パワー半導体の中でもパワートランジスタは最も応用範囲が広く、技術開発が盛んに行われている。主なものとして、構造がシンプルで大きな電力を扱える代わりにスイッチング速度が遅く、消費電力が大きいという難点のある「バイポーラトランジスタ」、最も高速なスイッチングが行えるため低消費電力なものの、大きな電力を扱いにくい「パワーMOSFET」、そして前述の2つの特徴を併せ持ち、大きな電力が扱える上に、MOSFETには劣るものの比較的早いスイッチングが可能な「IGBT」の3つがある。
三者三様の利点と課題を抱えているが、現在のところ、用途によってその利点を活かせるということで、比較的小さな電力用途ではパワーMOSFET、比較的大きな電力領域ではIGBTが主に用いられることが多い。

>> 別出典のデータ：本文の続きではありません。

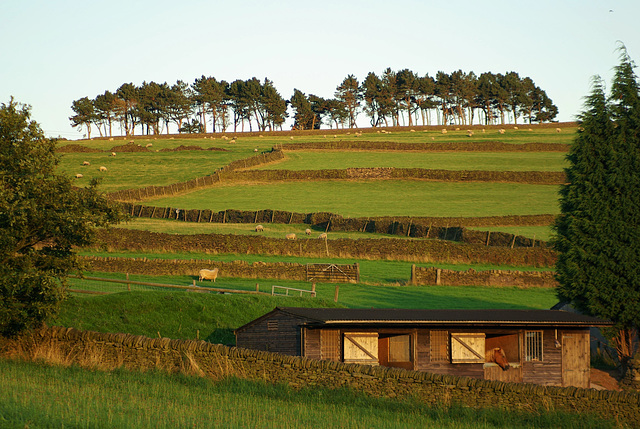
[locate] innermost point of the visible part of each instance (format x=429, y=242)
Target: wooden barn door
x=330, y=344
x=361, y=347
x=575, y=359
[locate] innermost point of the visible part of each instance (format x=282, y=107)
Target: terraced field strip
x=490, y=161
x=376, y=198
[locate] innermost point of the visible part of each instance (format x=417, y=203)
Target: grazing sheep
x=208, y=274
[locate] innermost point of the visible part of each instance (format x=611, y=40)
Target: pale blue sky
x=53, y=52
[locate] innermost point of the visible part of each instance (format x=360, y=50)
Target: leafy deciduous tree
x=42, y=217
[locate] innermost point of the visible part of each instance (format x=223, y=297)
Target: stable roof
x=420, y=317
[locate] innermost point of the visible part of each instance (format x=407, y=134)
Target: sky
x=53, y=52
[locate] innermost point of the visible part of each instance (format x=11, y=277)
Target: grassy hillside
x=36, y=395
x=180, y=315
x=278, y=230
x=375, y=198
x=491, y=161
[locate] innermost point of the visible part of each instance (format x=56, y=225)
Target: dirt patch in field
x=193, y=147
x=76, y=148
x=129, y=147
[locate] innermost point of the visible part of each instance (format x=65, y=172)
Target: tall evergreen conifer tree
x=598, y=231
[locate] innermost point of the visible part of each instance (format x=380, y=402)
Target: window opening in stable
x=400, y=348
x=439, y=346
x=533, y=346
x=506, y=343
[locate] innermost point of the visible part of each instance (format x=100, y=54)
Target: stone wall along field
x=217, y=361
x=431, y=251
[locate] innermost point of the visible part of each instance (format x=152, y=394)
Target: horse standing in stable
x=498, y=356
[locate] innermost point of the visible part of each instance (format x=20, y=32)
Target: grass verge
x=38, y=395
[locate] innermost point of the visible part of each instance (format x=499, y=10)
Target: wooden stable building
x=546, y=347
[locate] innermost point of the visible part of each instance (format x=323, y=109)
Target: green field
x=279, y=230
x=132, y=170
x=375, y=198
x=489, y=161
x=38, y=396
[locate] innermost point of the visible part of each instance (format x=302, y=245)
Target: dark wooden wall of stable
x=279, y=333
x=546, y=372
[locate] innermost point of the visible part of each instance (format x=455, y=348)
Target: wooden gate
x=330, y=344
x=467, y=348
x=345, y=273
x=361, y=347
x=575, y=359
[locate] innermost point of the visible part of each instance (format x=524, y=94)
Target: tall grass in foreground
x=37, y=395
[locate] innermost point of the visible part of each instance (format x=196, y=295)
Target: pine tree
x=598, y=231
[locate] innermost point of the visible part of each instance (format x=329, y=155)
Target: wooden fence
x=95, y=283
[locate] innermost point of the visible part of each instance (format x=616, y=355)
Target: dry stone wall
x=495, y=278
x=217, y=361
x=191, y=267
x=430, y=251
x=419, y=227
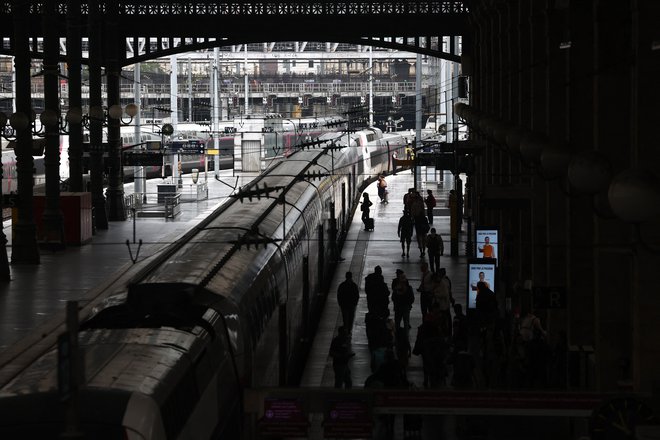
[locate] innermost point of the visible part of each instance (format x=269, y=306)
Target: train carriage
x=230, y=305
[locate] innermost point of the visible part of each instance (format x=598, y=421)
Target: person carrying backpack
x=430, y=204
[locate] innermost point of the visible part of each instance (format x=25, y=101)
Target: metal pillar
x=53, y=221
x=96, y=116
x=24, y=244
x=73, y=59
x=115, y=51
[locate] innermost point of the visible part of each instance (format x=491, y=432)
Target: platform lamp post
x=5, y=274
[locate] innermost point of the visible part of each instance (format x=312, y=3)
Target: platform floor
x=38, y=294
x=362, y=252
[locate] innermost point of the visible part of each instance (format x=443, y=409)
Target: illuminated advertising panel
x=487, y=243
x=479, y=270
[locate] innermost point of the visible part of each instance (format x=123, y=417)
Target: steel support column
x=97, y=116
x=74, y=62
x=53, y=221
x=115, y=49
x=24, y=243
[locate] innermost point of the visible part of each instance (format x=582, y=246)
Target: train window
x=253, y=328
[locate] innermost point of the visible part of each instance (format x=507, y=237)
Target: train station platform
x=35, y=298
x=362, y=252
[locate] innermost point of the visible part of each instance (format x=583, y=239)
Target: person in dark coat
x=421, y=228
x=436, y=248
x=404, y=231
x=341, y=353
x=430, y=203
x=364, y=207
x=348, y=296
x=378, y=294
x=402, y=299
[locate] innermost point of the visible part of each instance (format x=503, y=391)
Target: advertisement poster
x=487, y=243
x=479, y=270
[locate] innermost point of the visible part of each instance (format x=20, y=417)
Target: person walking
x=425, y=288
x=348, y=296
x=416, y=205
x=377, y=292
x=421, y=228
x=340, y=351
x=443, y=299
x=430, y=204
x=382, y=189
x=436, y=248
x=404, y=231
x=402, y=299
x=364, y=207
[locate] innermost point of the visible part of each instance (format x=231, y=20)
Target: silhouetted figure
x=364, y=207
x=404, y=231
x=340, y=350
x=425, y=288
x=348, y=296
x=430, y=203
x=377, y=293
x=435, y=247
x=402, y=299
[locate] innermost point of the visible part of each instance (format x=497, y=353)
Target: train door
x=343, y=208
x=321, y=259
x=251, y=155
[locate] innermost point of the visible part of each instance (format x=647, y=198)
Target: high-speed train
x=232, y=304
x=275, y=144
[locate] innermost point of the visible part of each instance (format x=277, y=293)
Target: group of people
x=389, y=338
x=418, y=208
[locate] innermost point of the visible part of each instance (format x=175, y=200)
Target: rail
x=172, y=205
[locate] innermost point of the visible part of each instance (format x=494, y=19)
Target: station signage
x=188, y=146
x=142, y=158
x=283, y=417
x=479, y=270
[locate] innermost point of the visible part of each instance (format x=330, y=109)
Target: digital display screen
x=487, y=243
x=479, y=270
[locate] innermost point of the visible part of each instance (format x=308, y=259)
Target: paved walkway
x=38, y=293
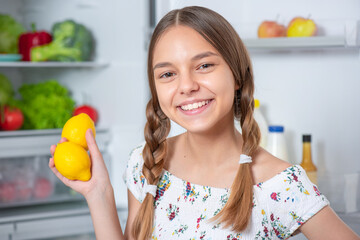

どちらにおいても日本製品は高い信頼を得ているが、4月17日に新開発のIGBT「RGTV/RGWシリーズ」を発表したばかりのローム株式会社が今後、日本の半導体企業の中でも世界のパワー半導体市場でより大きな注目を集めそうだ。
同社が今回開発した新IGBT「RGTV/RGWシリーズ」は、薄ウエハ技術および独自構造を採用することで、トレードオフの関係にある低導通損失および高速スイッチング特性において、業界トップクラスの性能を両立。アプリケーションの低消費電力化に貢献する上、デバイス内部の最適化によって、スムーズなソフトスイッチングを実現した。同等効率の一般品と比較した場合、電圧のオーバーシュートを50%低減できるので、対策部品などの搭載点数の削減や大幅な設計負荷低減にも寄与するという。同社は4月10日に同じくパワー半導体として盛り上がりを見せ始めているSiCへの大規模投資も発表しており、パワー半導体市場でより大きな存在になると予想される。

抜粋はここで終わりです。